Reviewing Antigone's Heart

الجمعة 31 تشرين الأول 2008

Written By: Farah Mehdawi

Sometimes, a transparency seen in an actor’s solo performance will not be as amazing (in terms of following a script) as much as the little details and reflections of the performance as a whole. It was in reality that Antigone’s spoke and let the soul swoon for the melodies of its beats. On October 23, as a part of the cultural activities sponsored by the Spanish Embassy and the Spanish Cultural Center (Cervantes) in Amman, the Royal Cultural Center hosted the Spanish play Antigone’s Heart.

Antigone’s Heart is a play, depicted from the Greek Tragedy of Sophocles Antigone the daughter of Oedipus, who defies the rules of men seeking glory by destruction, to raise the name of God having faith in family and peace. The play was in the form of a monologue consisting of nine scenes, and was all done by the Spanish actor Maria Jose Garcia. The actor’s skillful performance seems to have gathered in the character of Antigone all the discrepancies of human nature.

In the scope of one character, Antigone, through all the scenes, seems to pass through moments of happiness, sadness, misery, and anger. Feelings conveyed delivered more than just the real theme of the Greek Antigone, as the ancient epic, spoke of conflicts between the wishes of the heart and the purity of belief as well as the whims of vindictive men seeking eternal fame by bloodshed.

The first scene of the play starts with Antigone performing a ritual. A spotlight is casted over the whole stage where there appears to be a morsel of sand – some blocks on the opposite side with wallpaper in the background showing segments of horrific war images. Then Antigone appears looking old and dressed in black, staggering around the stage with a coffin in one hand and a cage in another. In the first episode, Antigone recalls her love Haemon and his tyrant father Creon, thinking how history has an intriguing way of repeating itself and it is always the same story. Then she wonders whether she was the real Antigone, or just another one re-narrating the sad story of Antigone’s heart.

Indeed, it is Antigone’s heart that holds the saddest memories of her brother Polynices and her love Haemon, as it becomes a symbol for a world of unspoken miseries.
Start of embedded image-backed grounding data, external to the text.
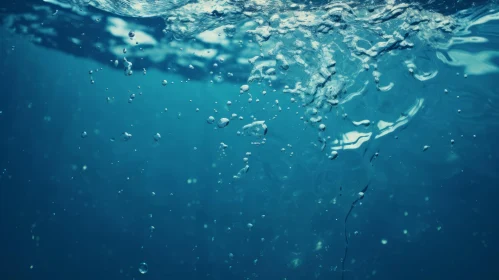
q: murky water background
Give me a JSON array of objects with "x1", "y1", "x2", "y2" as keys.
[{"x1": 1, "y1": 0, "x2": 499, "y2": 279}]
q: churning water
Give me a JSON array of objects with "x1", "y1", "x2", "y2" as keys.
[{"x1": 1, "y1": 0, "x2": 499, "y2": 279}]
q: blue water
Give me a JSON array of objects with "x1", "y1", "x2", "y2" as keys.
[{"x1": 1, "y1": 1, "x2": 499, "y2": 280}]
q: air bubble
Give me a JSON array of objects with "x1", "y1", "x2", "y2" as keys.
[
  {"x1": 240, "y1": 85, "x2": 249, "y2": 93},
  {"x1": 242, "y1": 121, "x2": 267, "y2": 137},
  {"x1": 218, "y1": 118, "x2": 230, "y2": 128},
  {"x1": 122, "y1": 132, "x2": 132, "y2": 141},
  {"x1": 138, "y1": 262, "x2": 148, "y2": 274},
  {"x1": 329, "y1": 151, "x2": 338, "y2": 160},
  {"x1": 153, "y1": 133, "x2": 161, "y2": 142}
]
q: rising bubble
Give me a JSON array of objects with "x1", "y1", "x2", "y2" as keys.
[
  {"x1": 218, "y1": 118, "x2": 230, "y2": 128},
  {"x1": 138, "y1": 262, "x2": 148, "y2": 274}
]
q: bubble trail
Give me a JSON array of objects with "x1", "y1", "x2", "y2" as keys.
[{"x1": 341, "y1": 182, "x2": 370, "y2": 280}]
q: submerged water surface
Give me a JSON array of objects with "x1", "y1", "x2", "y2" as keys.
[{"x1": 1, "y1": 0, "x2": 499, "y2": 280}]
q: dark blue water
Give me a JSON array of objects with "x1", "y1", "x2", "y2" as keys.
[{"x1": 1, "y1": 1, "x2": 499, "y2": 280}]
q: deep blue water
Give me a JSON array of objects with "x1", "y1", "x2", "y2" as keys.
[{"x1": 1, "y1": 1, "x2": 499, "y2": 280}]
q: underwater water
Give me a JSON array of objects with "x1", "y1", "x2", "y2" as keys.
[{"x1": 1, "y1": 0, "x2": 499, "y2": 279}]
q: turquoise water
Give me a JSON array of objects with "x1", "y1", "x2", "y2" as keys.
[{"x1": 1, "y1": 1, "x2": 499, "y2": 280}]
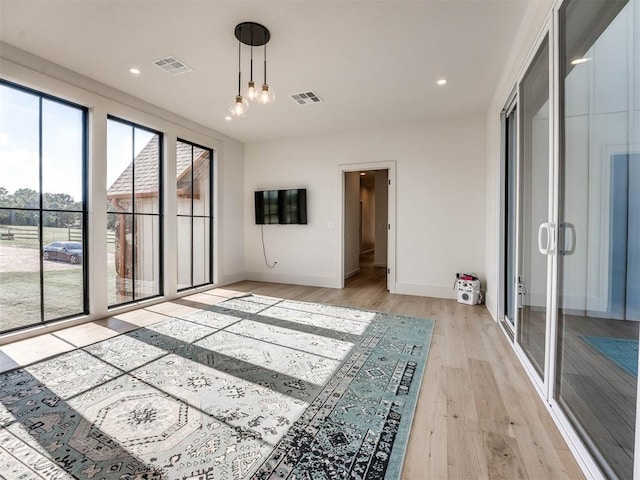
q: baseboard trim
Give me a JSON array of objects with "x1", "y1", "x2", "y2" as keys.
[
  {"x1": 216, "y1": 272, "x2": 246, "y2": 287},
  {"x1": 344, "y1": 268, "x2": 360, "y2": 280},
  {"x1": 245, "y1": 271, "x2": 341, "y2": 289},
  {"x1": 395, "y1": 282, "x2": 456, "y2": 300}
]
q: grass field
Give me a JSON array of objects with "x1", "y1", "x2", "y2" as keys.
[
  {"x1": 0, "y1": 225, "x2": 117, "y2": 332},
  {"x1": 0, "y1": 224, "x2": 115, "y2": 246},
  {"x1": 0, "y1": 270, "x2": 84, "y2": 331}
]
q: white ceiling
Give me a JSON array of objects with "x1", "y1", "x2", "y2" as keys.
[{"x1": 0, "y1": 1, "x2": 529, "y2": 143}]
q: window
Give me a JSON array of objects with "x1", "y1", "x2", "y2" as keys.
[
  {"x1": 0, "y1": 80, "x2": 87, "y2": 332},
  {"x1": 176, "y1": 139, "x2": 213, "y2": 290},
  {"x1": 107, "y1": 117, "x2": 162, "y2": 306}
]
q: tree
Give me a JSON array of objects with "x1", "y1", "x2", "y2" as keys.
[
  {"x1": 0, "y1": 188, "x2": 83, "y2": 227},
  {"x1": 42, "y1": 193, "x2": 80, "y2": 227},
  {"x1": 0, "y1": 188, "x2": 9, "y2": 225},
  {"x1": 11, "y1": 188, "x2": 39, "y2": 209},
  {"x1": 8, "y1": 188, "x2": 38, "y2": 225},
  {"x1": 0, "y1": 187, "x2": 9, "y2": 205}
]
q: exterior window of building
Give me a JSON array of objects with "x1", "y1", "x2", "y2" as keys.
[
  {"x1": 176, "y1": 139, "x2": 213, "y2": 290},
  {"x1": 0, "y1": 80, "x2": 87, "y2": 332},
  {"x1": 107, "y1": 117, "x2": 162, "y2": 307}
]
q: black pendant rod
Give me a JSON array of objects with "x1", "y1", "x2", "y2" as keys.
[
  {"x1": 250, "y1": 42, "x2": 254, "y2": 82},
  {"x1": 263, "y1": 42, "x2": 267, "y2": 85},
  {"x1": 237, "y1": 26, "x2": 241, "y2": 96}
]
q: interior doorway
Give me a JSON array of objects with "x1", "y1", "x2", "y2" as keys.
[{"x1": 343, "y1": 169, "x2": 389, "y2": 291}]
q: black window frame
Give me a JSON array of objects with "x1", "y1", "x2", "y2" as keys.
[
  {"x1": 176, "y1": 138, "x2": 214, "y2": 292},
  {"x1": 106, "y1": 115, "x2": 164, "y2": 308},
  {"x1": 0, "y1": 79, "x2": 89, "y2": 333}
]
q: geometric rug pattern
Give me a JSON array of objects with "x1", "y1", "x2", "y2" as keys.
[{"x1": 0, "y1": 294, "x2": 434, "y2": 479}]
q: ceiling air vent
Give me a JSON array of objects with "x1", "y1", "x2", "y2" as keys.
[
  {"x1": 152, "y1": 56, "x2": 193, "y2": 75},
  {"x1": 290, "y1": 91, "x2": 323, "y2": 105}
]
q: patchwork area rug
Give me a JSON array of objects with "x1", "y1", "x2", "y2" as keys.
[
  {"x1": 0, "y1": 294, "x2": 434, "y2": 479},
  {"x1": 582, "y1": 335, "x2": 638, "y2": 377}
]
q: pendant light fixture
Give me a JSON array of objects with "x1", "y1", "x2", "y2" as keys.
[
  {"x1": 231, "y1": 22, "x2": 273, "y2": 117},
  {"x1": 229, "y1": 25, "x2": 249, "y2": 118},
  {"x1": 245, "y1": 42, "x2": 258, "y2": 101},
  {"x1": 258, "y1": 40, "x2": 275, "y2": 105}
]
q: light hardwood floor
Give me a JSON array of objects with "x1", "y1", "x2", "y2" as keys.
[
  {"x1": 519, "y1": 308, "x2": 637, "y2": 479},
  {"x1": 0, "y1": 253, "x2": 585, "y2": 479},
  {"x1": 224, "y1": 254, "x2": 584, "y2": 479}
]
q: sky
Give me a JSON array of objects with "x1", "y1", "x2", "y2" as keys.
[{"x1": 0, "y1": 83, "x2": 154, "y2": 205}]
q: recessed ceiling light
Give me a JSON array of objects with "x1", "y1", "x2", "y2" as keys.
[
  {"x1": 437, "y1": 79, "x2": 447, "y2": 86},
  {"x1": 224, "y1": 116, "x2": 232, "y2": 121},
  {"x1": 129, "y1": 67, "x2": 141, "y2": 75},
  {"x1": 571, "y1": 57, "x2": 590, "y2": 65},
  {"x1": 360, "y1": 172, "x2": 365, "y2": 176}
]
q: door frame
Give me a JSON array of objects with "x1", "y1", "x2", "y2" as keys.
[
  {"x1": 511, "y1": 25, "x2": 556, "y2": 400},
  {"x1": 499, "y1": 21, "x2": 553, "y2": 400},
  {"x1": 499, "y1": 89, "x2": 519, "y2": 340},
  {"x1": 338, "y1": 161, "x2": 396, "y2": 293}
]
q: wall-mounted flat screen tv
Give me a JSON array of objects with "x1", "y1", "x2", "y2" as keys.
[{"x1": 255, "y1": 188, "x2": 307, "y2": 225}]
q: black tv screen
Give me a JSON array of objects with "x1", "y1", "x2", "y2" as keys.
[{"x1": 255, "y1": 188, "x2": 307, "y2": 225}]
Memories of wars and catastrophes fought allegedly in the name of justice and done by the law of nature, but in reality violating the law of God for having a sane and a merry life. A heart filled with stories of tragedies, of unspoken stories of death, of oppression and tyranny that inflicted people with a cursed life of having to conform to man’s law. Antigone’s Catharsis speaks the conscious through yearning for peace and justice, while beseeching God for a better fate than the misery granted upon the lives taken by the malice of wars.

Through the episodes of the play, Antigone talks with her sister Ismene, convincing her to bury their brother Polynices who was left unburied and penalized for believing in God’s law of peace. Antigone confronts Creon who accuses her of lunacy, and being a traitor as well as an infidel to the law of citizenship. Then she talks to Haemon her love and the son of Creon, expressing her need for love, passion, and longing for motherhood.

In the last episode, Antigone dances hysterically with the beating of the drums, twirling around holding Teiresias the old prophet. A scene expresses the reversed flow of universal code; having wars as a default status for living and predicting miseries for generations to come.